Capacity is the one that most often fools people; we tend to believe that the tallest container will hold the most, but this is often a marketing ploy and not the case at all, which can be a revelation to both native English speakers and ESOL learners. In addition to helping your learners with English you might turn them into savvy shoppers! For me this lesson involves water, and you will need some one litre cubes to show learners the basis of the metric system.

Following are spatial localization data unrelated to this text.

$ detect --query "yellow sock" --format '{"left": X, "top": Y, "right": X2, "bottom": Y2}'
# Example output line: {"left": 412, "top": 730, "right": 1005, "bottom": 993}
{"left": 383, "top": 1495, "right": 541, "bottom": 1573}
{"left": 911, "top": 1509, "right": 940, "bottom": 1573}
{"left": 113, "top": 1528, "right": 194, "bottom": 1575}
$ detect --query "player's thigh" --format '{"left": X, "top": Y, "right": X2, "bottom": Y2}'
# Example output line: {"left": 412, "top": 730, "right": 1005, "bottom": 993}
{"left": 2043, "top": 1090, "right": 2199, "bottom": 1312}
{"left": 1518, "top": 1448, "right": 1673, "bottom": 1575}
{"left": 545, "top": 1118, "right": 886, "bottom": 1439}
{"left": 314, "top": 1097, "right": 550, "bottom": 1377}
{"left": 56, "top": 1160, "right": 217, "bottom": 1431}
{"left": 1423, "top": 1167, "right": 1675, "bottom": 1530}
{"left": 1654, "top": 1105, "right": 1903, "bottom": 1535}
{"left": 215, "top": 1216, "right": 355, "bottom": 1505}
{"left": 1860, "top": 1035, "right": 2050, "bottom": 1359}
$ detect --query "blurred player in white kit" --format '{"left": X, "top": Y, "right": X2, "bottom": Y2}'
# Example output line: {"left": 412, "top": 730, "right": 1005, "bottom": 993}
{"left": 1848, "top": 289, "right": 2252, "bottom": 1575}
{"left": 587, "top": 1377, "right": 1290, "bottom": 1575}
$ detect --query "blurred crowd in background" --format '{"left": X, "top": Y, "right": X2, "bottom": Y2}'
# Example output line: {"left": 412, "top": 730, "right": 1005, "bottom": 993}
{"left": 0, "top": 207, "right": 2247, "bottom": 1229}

Basis of the Metric System

The metric system is based on plain water, as this is the one universal wherever you go in the world. A one litre cube measures ten centimetres by ten centimetres by ten centimetres, so its volume is 10 x 10 x 10 = 1000 cubic centimetres. This cube holds one litre of water and the weight of that water is one kilogram. You have to admit that it is very clever! It is also very memorable to learners, as when you hand them a jug or bottle containing a litre of water, because it is so much taller than the cube most people think the water won’t fit in, they are on tenterhooks whilst the pouring is going on!

Latin Roots

The other aspect I show learners is how the language is derived from Latin, as many languages have Latin roots:

• ‘milli’ means thousandths so there are 1000 millimetres in a metre, 1000 milligrams in a gram and 1000 millilitres in a litre;

• ‘centi’ means hundredths so there are 100 cm in a metre and 100 cl in a litre.

• ‘kilo’ represents thousand, so there are 1000 metres in a kilometre, and 1000 grams in a kilogram.

• Learners may know other words that sound similar that will prompt discussion, such as millennium and century, or they can be encouraged to look for similar words in a dictionary.

As you can see from the table showing metric imperial comparisons and equivalents, this is also a useful topic to teach or revisit the language of approximation and estimation, a topic that not all learners or cultures find very easy but which is tested from Entry 3 upwards in FS Maths exams.

Up to Level 1 FS and Adult maths learners will need to know all the metric equivalents, such as 100 cm is a metre; at Level 2 and GCSE Maths learners will also be asked to do conversions between the two systems, but they will always be given a conversion rate for this, such as ‘there are 2.5 cms in a foot, how many centimetres in 3 feet?’ No-one expects anyone to remember the imperial equivalents, such as the number of ounces in a pound, and these will always be given if needed for an answer.